The time demands that the European Union acts. The problems are evident, from the two wars on its borders and the climate crisis, to the demographic collapse of member-states and the tremors in the international system of political and economic governance. The tension between the United States and China demands careful handling by the Europeans, so that they can contribute to stability without being sucked into dangerous developments. The situation is complicated further by the rise of extremist political forces in Europe, which, if they come out stronger in the European Parliament elections in a few weeks, might be able to obstruct a daring new course by the Union.

But things may not be as bad as they seem. However much the extremists may increase their influence, the center of the European Parliament will remain strong. That is where the new leaders of the EU institutions will come from. In addition, we can begin to discern a course for the EU’s development, and the desire for cooperation that will enable this.

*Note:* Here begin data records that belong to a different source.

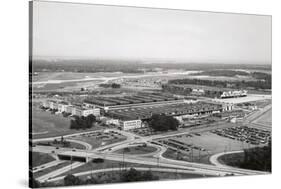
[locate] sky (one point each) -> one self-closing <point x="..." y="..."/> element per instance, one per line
<point x="65" y="30"/>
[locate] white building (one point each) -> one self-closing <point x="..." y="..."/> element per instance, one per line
<point x="53" y="104"/>
<point x="109" y="121"/>
<point x="130" y="124"/>
<point x="81" y="111"/>
<point x="227" y="107"/>
<point x="46" y="104"/>
<point x="62" y="106"/>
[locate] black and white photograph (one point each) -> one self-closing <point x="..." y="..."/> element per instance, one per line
<point x="122" y="94"/>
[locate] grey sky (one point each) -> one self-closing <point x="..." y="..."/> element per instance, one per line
<point x="91" y="31"/>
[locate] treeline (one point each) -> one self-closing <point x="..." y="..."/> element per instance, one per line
<point x="82" y="122"/>
<point x="161" y="122"/>
<point x="226" y="73"/>
<point x="128" y="66"/>
<point x="259" y="84"/>
<point x="110" y="85"/>
<point x="131" y="175"/>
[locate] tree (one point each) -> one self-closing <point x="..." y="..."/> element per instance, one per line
<point x="133" y="175"/>
<point x="71" y="180"/>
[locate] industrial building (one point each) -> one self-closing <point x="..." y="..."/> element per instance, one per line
<point x="206" y="91"/>
<point x="74" y="109"/>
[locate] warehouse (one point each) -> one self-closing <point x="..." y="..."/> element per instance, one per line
<point x="145" y="112"/>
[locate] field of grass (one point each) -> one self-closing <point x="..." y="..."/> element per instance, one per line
<point x="97" y="142"/>
<point x="46" y="124"/>
<point x="137" y="150"/>
<point x="50" y="169"/>
<point x="40" y="158"/>
<point x="265" y="119"/>
<point x="106" y="164"/>
<point x="231" y="159"/>
<point x="71" y="145"/>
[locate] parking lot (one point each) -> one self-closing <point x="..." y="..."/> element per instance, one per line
<point x="100" y="138"/>
<point x="245" y="134"/>
<point x="198" y="147"/>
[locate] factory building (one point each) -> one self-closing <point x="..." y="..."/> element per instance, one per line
<point x="130" y="124"/>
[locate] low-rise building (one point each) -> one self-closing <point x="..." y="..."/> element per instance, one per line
<point x="62" y="106"/>
<point x="53" y="104"/>
<point x="130" y="124"/>
<point x="81" y="111"/>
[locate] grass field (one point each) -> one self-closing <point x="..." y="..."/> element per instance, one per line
<point x="265" y="119"/>
<point x="106" y="164"/>
<point x="97" y="142"/>
<point x="71" y="145"/>
<point x="45" y="124"/>
<point x="137" y="150"/>
<point x="50" y="169"/>
<point x="231" y="159"/>
<point x="40" y="158"/>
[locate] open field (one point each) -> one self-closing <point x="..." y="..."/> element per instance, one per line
<point x="210" y="142"/>
<point x="51" y="169"/>
<point x="265" y="119"/>
<point x="45" y="124"/>
<point x="40" y="158"/>
<point x="231" y="159"/>
<point x="60" y="145"/>
<point x="114" y="176"/>
<point x="106" y="164"/>
<point x="101" y="140"/>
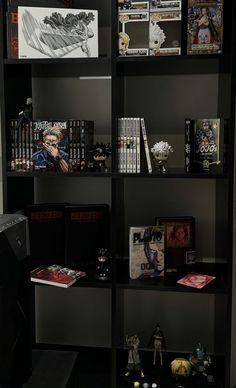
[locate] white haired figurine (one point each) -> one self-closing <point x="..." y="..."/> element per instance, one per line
<point x="161" y="151"/>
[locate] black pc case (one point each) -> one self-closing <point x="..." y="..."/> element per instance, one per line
<point x="15" y="342"/>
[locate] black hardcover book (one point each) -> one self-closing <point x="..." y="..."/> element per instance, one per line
<point x="87" y="230"/>
<point x="46" y="233"/>
<point x="12" y="19"/>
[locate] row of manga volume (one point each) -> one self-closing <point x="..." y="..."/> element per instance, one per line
<point x="132" y="142"/>
<point x="50" y="145"/>
<point x="155" y="27"/>
<point x="34" y="30"/>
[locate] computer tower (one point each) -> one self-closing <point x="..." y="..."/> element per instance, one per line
<point x="15" y="341"/>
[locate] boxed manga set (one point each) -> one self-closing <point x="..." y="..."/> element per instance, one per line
<point x="146" y="251"/>
<point x="149" y="28"/>
<point x="205" y="27"/>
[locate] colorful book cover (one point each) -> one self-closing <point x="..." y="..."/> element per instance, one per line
<point x="56" y="275"/>
<point x="50" y="145"/>
<point x="57" y="32"/>
<point x="205" y="27"/>
<point x="133" y="30"/>
<point x="165" y="28"/>
<point x="195" y="280"/>
<point x="146" y="251"/>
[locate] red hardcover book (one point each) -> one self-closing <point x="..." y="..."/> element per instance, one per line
<point x="56" y="275"/>
<point x="195" y="280"/>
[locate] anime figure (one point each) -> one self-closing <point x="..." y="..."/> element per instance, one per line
<point x="161" y="151"/>
<point x="123" y="42"/>
<point x="103" y="267"/>
<point x="157" y="341"/>
<point x="100" y="154"/>
<point x="181" y="369"/>
<point x="26" y="114"/>
<point x="200" y="362"/>
<point x="134" y="363"/>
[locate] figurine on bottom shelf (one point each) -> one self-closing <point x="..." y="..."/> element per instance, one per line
<point x="157" y="341"/>
<point x="103" y="265"/>
<point x="181" y="369"/>
<point x="100" y="153"/>
<point x="200" y="362"/>
<point x="161" y="151"/>
<point x="134" y="363"/>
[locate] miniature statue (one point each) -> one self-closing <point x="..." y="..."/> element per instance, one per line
<point x="157" y="340"/>
<point x="27" y="113"/>
<point x="100" y="153"/>
<point x="200" y="362"/>
<point x="161" y="151"/>
<point x="103" y="265"/>
<point x="133" y="364"/>
<point x="181" y="369"/>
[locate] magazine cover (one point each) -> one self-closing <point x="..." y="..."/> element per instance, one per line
<point x="205" y="27"/>
<point x="50" y="146"/>
<point x="165" y="28"/>
<point x="56" y="275"/>
<point x="195" y="280"/>
<point x="179" y="241"/>
<point x="146" y="251"/>
<point x="133" y="34"/>
<point x="207" y="144"/>
<point x="57" y="33"/>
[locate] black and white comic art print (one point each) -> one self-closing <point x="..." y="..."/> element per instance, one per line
<point x="57" y="32"/>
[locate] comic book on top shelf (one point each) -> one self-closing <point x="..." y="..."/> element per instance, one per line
<point x="87" y="230"/>
<point x="12" y="19"/>
<point x="165" y="27"/>
<point x="206" y="145"/>
<point x="50" y="145"/>
<point x="57" y="33"/>
<point x="133" y="28"/>
<point x="146" y="251"/>
<point x="46" y="222"/>
<point x="205" y="27"/>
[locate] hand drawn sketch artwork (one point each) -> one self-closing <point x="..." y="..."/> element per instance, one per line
<point x="57" y="33"/>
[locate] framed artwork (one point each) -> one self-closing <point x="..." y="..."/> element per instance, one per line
<point x="179" y="241"/>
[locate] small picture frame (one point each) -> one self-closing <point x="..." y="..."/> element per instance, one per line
<point x="179" y="241"/>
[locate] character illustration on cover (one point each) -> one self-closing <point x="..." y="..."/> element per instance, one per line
<point x="178" y="235"/>
<point x="204" y="24"/>
<point x="51" y="157"/>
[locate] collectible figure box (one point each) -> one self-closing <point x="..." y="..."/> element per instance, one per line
<point x="179" y="241"/>
<point x="165" y="28"/>
<point x="133" y="36"/>
<point x="205" y="27"/>
<point x="146" y="251"/>
<point x="57" y="32"/>
<point x="205" y="146"/>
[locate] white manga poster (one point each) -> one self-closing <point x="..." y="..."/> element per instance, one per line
<point x="57" y="32"/>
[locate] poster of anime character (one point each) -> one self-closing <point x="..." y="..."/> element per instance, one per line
<point x="205" y="27"/>
<point x="57" y="33"/>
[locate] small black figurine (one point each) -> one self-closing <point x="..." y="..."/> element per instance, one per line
<point x="157" y="340"/>
<point x="100" y="152"/>
<point x="27" y="113"/>
<point x="103" y="265"/>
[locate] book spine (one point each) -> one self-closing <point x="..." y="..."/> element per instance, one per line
<point x="188" y="146"/>
<point x="146" y="148"/>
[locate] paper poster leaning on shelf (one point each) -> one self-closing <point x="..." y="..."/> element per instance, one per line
<point x="57" y="33"/>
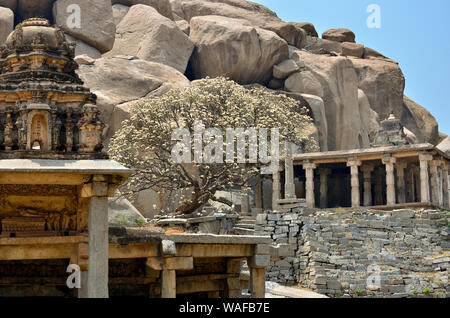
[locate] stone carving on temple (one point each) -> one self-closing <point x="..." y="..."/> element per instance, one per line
<point x="45" y="111"/>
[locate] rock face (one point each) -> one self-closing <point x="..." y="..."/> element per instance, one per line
<point x="96" y="26"/>
<point x="293" y="34"/>
<point x="122" y="79"/>
<point x="444" y="145"/>
<point x="339" y="35"/>
<point x="144" y="33"/>
<point x="230" y="47"/>
<point x="6" y="23"/>
<point x="352" y="49"/>
<point x="420" y="122"/>
<point x="162" y="6"/>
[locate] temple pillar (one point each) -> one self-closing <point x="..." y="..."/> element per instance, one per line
<point x="97" y="277"/>
<point x="389" y="161"/>
<point x="309" y="171"/>
<point x="435" y="188"/>
<point x="354" y="164"/>
<point x="289" y="186"/>
<point x="367" y="174"/>
<point x="410" y="184"/>
<point x="324" y="172"/>
<point x="401" y="186"/>
<point x="424" y="177"/>
<point x="276" y="186"/>
<point x="445" y="194"/>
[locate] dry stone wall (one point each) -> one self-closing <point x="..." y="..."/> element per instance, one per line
<point x="360" y="253"/>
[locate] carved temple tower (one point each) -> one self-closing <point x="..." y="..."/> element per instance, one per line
<point x="54" y="178"/>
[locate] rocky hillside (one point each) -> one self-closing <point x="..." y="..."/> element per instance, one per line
<point x="129" y="49"/>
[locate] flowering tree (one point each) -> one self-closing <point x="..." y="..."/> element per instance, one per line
<point x="146" y="142"/>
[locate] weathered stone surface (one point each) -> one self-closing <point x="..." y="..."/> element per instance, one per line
<point x="162" y="6"/>
<point x="256" y="14"/>
<point x="122" y="79"/>
<point x="231" y="48"/>
<point x="84" y="60"/>
<point x="184" y="26"/>
<point x="144" y="33"/>
<point x="119" y="12"/>
<point x="444" y="145"/>
<point x="100" y="29"/>
<point x="339" y="35"/>
<point x="352" y="49"/>
<point x="370" y="123"/>
<point x="82" y="48"/>
<point x="11" y="4"/>
<point x="291" y="33"/>
<point x="322" y="46"/>
<point x="284" y="69"/>
<point x="34" y="8"/>
<point x="122" y="213"/>
<point x="383" y="83"/>
<point x="6" y="23"/>
<point x="419" y="121"/>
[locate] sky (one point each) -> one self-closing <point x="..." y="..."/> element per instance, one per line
<point x="415" y="33"/>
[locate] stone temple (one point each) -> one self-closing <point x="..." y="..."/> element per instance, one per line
<point x="54" y="187"/>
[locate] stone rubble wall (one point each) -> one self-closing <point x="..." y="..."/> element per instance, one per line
<point x="357" y="253"/>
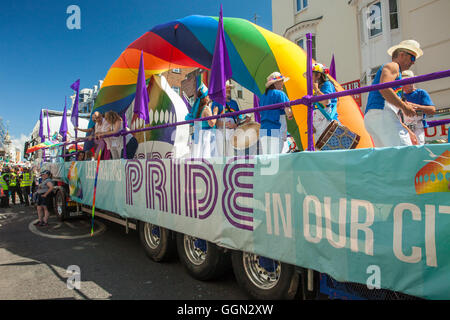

Last Thursday, President Emmanuel Macron presented his analysis of the present and his proposals for Europe’s future. “Europe could die,” he warned, if it does not take decisive steps to deal with its challenges. Among these are American and Chinese protectionism, and the dangers presented by autocratic regimes. The EU has to invest in technology and innovation, to strengthen its defense, all through the deeper and broader cooperation of member-states, he said. Macron’s speech at the Sorbonne was the follow-up to the one he presented at the same location in 2017, shortly after his election. Then, as now, he called for a “sovereign Europe” that would not be dependent on the United States. Despite the difficult years since then, the EU handled the pandemic and other challenges successfully and, with the United States, supported Ukraine against Russia. Furthermore, it weaned itself off dependence on Russian gas. Macron stressed that the time had passed when Europe could depend on Russia for cheap energy, on China for trade and on the United States for its security.

Perhaps the most important part of Macron’s speech, however, was its reception by the German chancellor. “France and Germany want Europe to be strong,” Olaf Scholz said in a post. “Your speech contains good ideas on how we can achieve this.” Recently it was clear that the Germans had strong reservations on Macron’s outspokenness on a number of issues, including his declaration that Russia needed to be defeated and that the use of NATO forces in Ukraine should not be ruled out. Indicative of the improvement in relations is the resumption of the French-German program for the joint development and construction of a new battle tank.

The report that former Italian prime minister Enrico Letta presented to the European Council a week earlier is in a similar vein. Among many valuable insights and proposals, Letta calls for the single market to be broadened to include financial services, energy and electronic communications. “The markets in question must evolve towards a European dimension, surpassing the national confines that currently hinder any substantial competition with American, Chinese or Indian conglomerates,” he pointed out. Letta’s compatriot (also a former prime minister) Mario Draghi is expected to present his own report on increasing EU competitiveness, after the European Parliament elections.

The European Union will have to spring into action immediately after the coming elections, after the appointment of new leaders of the institutions. There are proposals on the table. And the discussion has begun.